Si pusiéramos un termómetro en la pantalla mientras se proyecta «El lobo de Wall Street», el instrumento marcaría 40 grados y, por momentos, hasta 42. Así de afiebrada es la última película de Martin Scorsese, basada en el libro de Jordan Belfort acerca de sus años como delincuente bursátil en los Estados Unidos. Luego de esa experiencia y de los breves 22 meses que pasó recluido -«hay que hacerse cargo de los efectos de nuestros actos», le había advertido una vez su padre, también parte del fraude-, Belfort siguió en el mercado, aunque dando ahora charlas a gente de clase media, la misma que él estafó durante años.
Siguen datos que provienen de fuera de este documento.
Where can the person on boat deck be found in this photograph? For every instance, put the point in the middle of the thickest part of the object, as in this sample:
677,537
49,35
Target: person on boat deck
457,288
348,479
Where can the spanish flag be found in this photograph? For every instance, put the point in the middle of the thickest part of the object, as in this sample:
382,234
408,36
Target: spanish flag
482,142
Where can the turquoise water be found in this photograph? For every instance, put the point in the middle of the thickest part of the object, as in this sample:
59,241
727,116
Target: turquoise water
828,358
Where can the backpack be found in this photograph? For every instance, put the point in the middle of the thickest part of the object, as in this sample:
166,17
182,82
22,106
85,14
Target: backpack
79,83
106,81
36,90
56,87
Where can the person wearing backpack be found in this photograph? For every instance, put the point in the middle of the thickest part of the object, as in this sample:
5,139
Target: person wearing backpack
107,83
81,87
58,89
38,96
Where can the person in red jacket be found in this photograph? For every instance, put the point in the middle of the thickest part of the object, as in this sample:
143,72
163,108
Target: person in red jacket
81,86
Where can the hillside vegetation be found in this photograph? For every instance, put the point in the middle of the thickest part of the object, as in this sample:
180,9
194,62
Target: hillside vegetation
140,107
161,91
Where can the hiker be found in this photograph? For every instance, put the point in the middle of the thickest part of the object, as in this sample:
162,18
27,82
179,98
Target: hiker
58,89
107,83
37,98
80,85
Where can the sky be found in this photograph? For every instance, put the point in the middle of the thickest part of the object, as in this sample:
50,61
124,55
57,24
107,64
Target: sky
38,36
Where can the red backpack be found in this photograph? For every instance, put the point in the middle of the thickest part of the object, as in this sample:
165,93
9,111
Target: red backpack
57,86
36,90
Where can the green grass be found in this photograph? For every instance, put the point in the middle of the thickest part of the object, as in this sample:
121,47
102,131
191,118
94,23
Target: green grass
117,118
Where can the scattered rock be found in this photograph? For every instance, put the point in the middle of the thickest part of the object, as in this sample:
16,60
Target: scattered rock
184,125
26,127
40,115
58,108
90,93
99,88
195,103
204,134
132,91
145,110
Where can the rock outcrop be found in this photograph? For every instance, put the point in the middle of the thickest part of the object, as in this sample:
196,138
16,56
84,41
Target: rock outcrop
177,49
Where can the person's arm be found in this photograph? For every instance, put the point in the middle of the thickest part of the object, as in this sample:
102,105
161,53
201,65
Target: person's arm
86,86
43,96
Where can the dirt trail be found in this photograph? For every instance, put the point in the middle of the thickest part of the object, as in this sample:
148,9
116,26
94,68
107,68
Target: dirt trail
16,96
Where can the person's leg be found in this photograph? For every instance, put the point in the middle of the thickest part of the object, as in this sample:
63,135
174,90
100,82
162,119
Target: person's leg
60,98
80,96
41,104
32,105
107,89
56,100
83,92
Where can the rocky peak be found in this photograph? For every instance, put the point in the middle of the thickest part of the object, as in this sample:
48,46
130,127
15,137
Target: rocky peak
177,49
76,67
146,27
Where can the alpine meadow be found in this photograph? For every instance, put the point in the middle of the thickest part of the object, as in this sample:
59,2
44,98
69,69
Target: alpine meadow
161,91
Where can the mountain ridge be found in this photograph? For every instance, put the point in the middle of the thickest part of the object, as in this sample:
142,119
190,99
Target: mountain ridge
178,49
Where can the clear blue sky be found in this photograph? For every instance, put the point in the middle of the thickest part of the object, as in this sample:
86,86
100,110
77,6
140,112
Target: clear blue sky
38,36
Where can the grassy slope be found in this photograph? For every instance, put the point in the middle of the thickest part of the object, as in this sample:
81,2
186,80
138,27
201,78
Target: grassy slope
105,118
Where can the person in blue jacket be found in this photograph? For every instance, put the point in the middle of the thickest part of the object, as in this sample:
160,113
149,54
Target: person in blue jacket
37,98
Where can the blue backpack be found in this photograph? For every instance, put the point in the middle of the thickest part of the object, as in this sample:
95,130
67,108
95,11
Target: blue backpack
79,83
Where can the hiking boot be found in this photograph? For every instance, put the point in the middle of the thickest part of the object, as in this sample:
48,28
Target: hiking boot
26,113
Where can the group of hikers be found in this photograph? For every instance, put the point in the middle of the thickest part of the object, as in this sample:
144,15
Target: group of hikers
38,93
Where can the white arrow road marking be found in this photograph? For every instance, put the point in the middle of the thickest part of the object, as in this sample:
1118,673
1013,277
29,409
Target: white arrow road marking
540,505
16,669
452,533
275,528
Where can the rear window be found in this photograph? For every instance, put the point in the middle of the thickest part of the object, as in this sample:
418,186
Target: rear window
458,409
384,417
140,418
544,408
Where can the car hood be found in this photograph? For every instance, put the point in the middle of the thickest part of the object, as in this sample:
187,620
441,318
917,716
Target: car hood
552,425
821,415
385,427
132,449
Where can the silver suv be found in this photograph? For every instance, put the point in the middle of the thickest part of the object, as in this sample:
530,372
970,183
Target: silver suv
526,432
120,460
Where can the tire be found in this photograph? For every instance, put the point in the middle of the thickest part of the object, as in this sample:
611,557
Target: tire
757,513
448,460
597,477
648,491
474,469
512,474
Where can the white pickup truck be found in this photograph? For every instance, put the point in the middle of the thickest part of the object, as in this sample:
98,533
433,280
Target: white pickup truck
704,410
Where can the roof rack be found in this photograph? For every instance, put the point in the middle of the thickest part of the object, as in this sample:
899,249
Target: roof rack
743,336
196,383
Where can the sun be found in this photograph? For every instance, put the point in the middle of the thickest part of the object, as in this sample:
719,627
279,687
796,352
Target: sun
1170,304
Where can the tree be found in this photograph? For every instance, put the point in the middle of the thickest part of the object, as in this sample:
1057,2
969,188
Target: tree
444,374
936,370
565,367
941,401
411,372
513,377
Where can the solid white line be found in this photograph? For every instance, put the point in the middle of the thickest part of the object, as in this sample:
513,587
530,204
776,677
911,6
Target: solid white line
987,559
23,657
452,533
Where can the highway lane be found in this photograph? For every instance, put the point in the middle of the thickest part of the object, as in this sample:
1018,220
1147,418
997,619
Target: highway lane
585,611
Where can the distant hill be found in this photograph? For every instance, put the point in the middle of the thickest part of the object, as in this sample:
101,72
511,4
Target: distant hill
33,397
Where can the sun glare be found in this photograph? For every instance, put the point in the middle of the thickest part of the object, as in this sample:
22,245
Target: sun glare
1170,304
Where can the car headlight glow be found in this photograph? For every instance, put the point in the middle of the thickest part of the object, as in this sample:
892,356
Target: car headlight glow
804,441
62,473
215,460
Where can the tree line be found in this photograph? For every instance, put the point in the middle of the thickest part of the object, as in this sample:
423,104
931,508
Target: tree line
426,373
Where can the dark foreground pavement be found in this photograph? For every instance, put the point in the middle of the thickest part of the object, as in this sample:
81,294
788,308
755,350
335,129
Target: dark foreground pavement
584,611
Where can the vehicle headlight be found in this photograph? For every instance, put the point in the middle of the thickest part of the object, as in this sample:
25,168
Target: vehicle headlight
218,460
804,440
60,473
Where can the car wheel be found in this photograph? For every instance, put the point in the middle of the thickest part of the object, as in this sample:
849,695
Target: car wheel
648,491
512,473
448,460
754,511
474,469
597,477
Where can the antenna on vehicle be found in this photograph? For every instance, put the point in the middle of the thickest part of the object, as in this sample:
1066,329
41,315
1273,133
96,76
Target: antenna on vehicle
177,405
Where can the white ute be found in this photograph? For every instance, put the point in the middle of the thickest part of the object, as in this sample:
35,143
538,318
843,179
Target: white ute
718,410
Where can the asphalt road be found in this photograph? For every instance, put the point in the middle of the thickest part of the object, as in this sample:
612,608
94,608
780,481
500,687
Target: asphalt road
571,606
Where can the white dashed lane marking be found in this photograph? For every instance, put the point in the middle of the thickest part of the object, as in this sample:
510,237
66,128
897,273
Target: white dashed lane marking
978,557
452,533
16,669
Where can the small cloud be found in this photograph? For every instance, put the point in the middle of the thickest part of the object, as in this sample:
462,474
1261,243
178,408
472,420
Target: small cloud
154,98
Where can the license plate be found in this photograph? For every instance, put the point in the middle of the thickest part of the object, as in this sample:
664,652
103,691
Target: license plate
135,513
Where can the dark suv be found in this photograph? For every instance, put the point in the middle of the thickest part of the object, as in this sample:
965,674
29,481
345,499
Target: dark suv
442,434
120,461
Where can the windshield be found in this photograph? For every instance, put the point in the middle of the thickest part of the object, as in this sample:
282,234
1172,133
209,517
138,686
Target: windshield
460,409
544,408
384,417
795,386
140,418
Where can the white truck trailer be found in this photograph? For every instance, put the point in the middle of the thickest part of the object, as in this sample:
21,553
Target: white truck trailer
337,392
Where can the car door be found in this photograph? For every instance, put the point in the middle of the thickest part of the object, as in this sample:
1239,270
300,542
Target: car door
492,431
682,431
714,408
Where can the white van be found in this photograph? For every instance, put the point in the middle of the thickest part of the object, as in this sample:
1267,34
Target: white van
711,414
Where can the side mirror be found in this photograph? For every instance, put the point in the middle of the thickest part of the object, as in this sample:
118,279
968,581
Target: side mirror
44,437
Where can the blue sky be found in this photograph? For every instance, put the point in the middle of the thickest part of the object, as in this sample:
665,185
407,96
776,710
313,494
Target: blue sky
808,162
Los colegas de profesión de Belfort dirán que el caso constituye una excepción y que la película de Scorsese es exagerada, delirante incluso. Concedido: la gran mayoría de los corredores de bolsa no se comporta como lo hizo Belfort, y «El lobo de Wall Street» es, en efecto, una película afiebrada, que se pone mucho más allá del límite de lo que cabe esperar en materia de excesos, zafiedad, falta de escrúpulos y crueldad con los semejantes. Aunque habría que preguntarse si la codicia desenfrenada -esa que por adorar el dinero llega hasta perder todo sentido de su valor- no es, en medida importante, lo que estuvo detrás de la crisis financiera que azotó a los Estados Unidos en años de la década pasada. ¿Cuántos fueron los directivos y ejecutivos bancarios que cobraron bonos por millones de dólares que se habían generado en el engaño a otros tantos millones de ahorrantes y usuarios de servicios financieros? ¿Acaso ejecutivos chilenos de grandes empresas no cobraron también los suyos luego de subir unilateralmente las tasas de interés que debían pagar los clientes?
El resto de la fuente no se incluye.